Content area
While all cellular metabolism is based on the flow of electrons, some microbial species have evolved the ability to transfer electrons out of their cells to extracellular electron acceptors in a process called extracellular electron transfer (EET). It has been previously shown that EET can be regulated by incorporating a protein switch into multicomponent, synthetic electron transfer pathways that span the cytosol and cell membranes to the extracellular environment. However, these multicomponent pathways are metabolically burdensome and do not port easily between microbial species.
To enable simpler, single-protein regulation of electron flow for use in biosensors and synthetic biology, we created bacterial sulfite reductase (SiR) switches via ligand binding domain insertion. Bacterial SiR is a good option for simplifying electron transfer pathways because it moves electrons directly from NADPH to the reduction of sulfite independently. The SiR switches respond to the presence of certain environmental chemicals by functionalizing the metabolic activity of SiR which controls the production of hydrogen sulfide, a redox-active metabolite that can diffuse across the cell membrane.

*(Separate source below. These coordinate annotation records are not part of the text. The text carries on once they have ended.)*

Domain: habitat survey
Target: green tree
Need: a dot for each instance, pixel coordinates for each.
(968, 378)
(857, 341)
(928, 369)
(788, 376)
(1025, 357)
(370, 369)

Prior to the creation of the switches by domain insertion, an insertion tolerance profile of the SiR hemoprotein subunit was first mapped using systematic octapeptide insertion followed by a selection for retained function. Then a subset of variants enriched by the selection were chosen for domain insertion. When an estrogen receptor ligand-binding domain was inserted at locations tolerant to octapeptide insertion, more than half of the resulting variants presented activity that was enhanced by an environmental estrogen agonist.
This conditional switching activity could be monitored electrochemically in a strain of Escherichia coli using bioelectrochemical systems, illustrating how a single protein can be used in cells to convert chemical information in the environment into an electrical signal.